10: Failing to check return values from library functions. Most library functions return an error code; while it may not be desirable to check every invocation of "printf()", be careful not to ignore error codes in critical operations.

Of course, forgetting to store the value returned by a function when that's the only way to get the value out of it is a bonehead move, but people do things like that every now and then.

11: Having duplicate library-function names. The compiler will not always catch such bugs.

12: Forgetting to specify header files for library functions.

13: Specifying variables as parameters to functions when pointers are supposed to be specified, and the reverse. If the function returns a value through a parameter, that means it must be specified as a pointer:

   myfunc( &myvar );

The following will not do the job:

   myfunc( myvar );

Remember that a function may require a pointer as a parameter even if it doesn't return a value, though as a rule this is not a good programming practice.

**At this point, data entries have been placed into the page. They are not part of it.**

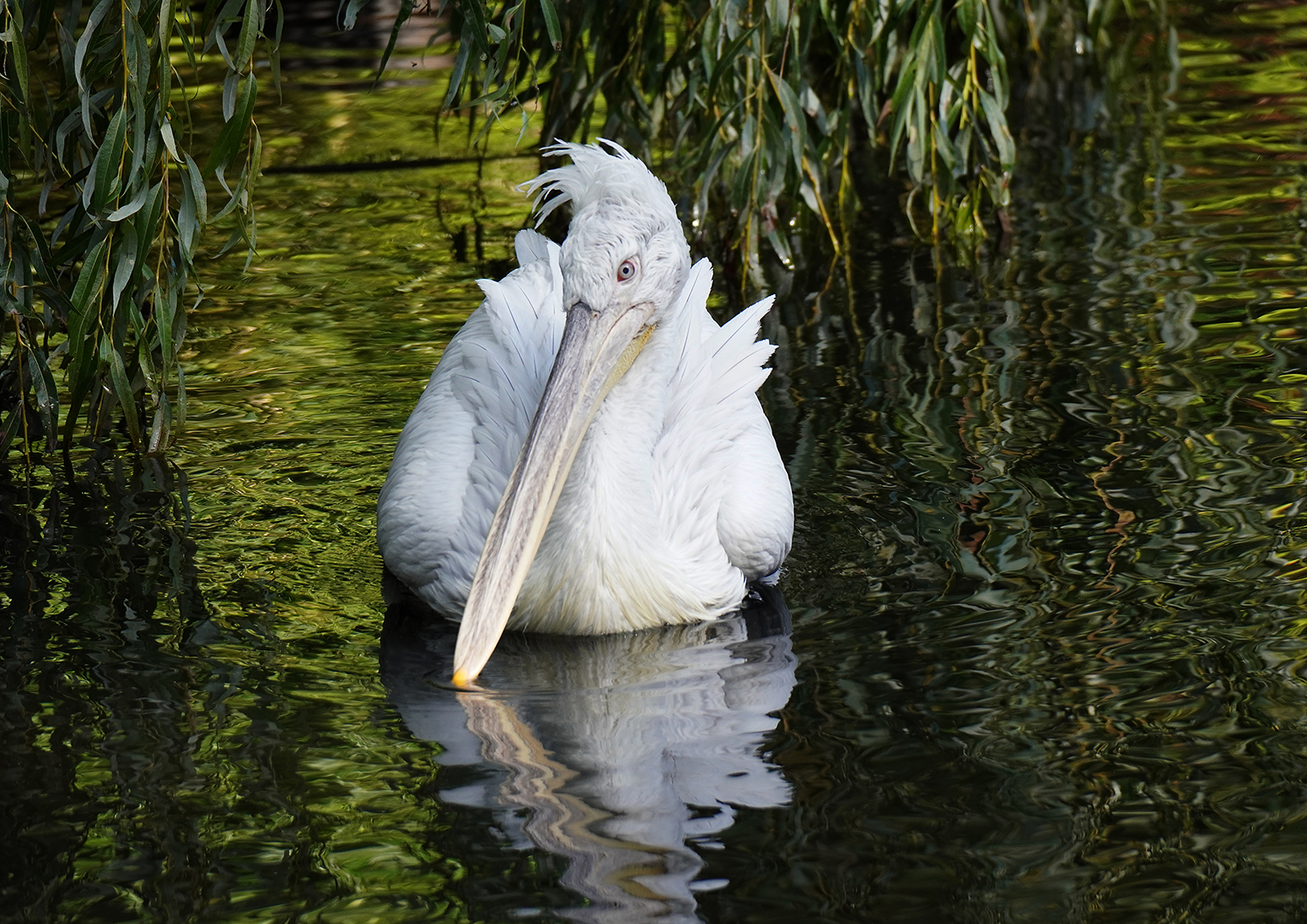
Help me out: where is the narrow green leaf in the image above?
[87,106,127,215]
[109,186,151,221]
[235,0,261,72]
[204,74,259,174]
[461,0,490,55]
[372,0,413,79]
[535,0,564,51]
[7,0,32,109]
[74,0,116,92]
[344,0,367,30]
[767,68,807,173]
[441,32,477,112]
[109,345,141,448]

14: Getting mixed up when using nested "if" and "else" statements. The best way to avoid problems with this is to always use brackets. Avoiding complicated "if" constructs is also a good idea; use "switch" if there's any choice in the matter. Using "switch" is also useful even for simple "if" statements, since it makes it easier to expand the construct if that is necessary.

15: Forgetting semicolons -- though the compiler usually catches this -- or adding one where it isn't supposed to be -- which it usually doesn't. For example:

   for( x = 1; x < 10; ++x );
   {
      printf( "%d\n", x )
   }

-- never prints anything.

16: Forgetting "break" statements in "switch" constructs. As commented earlier, doing so will simply cause execution to flow from one clause of the "switch" to the next.

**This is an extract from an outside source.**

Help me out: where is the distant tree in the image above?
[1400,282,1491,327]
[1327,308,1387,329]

17: Careless mixing and misuse of signed and unsigned values, or of different data types. This can lead to some insanely subtle bugs. One particular problem to watch out for is declaring single character variables as "unsigned char". Many I/O functions will expect values of "unsigned int" and fail to properly flag EOF. It is recommended to cast function arguments to the proper type even if it appears that type conversion will take care of it on its own.

18: Confusion of variable names. It is recommended that such identifiers be unique in the first 6 characters to ensure portability of code.

19: In general, excessively tricky and clever code. Programs are nasty beasts and even if it works, it will have to be modified and even ported to different languages. Maintain a clean structure and do the simple straightforward thing, unless it imposes an unacceptable penalty.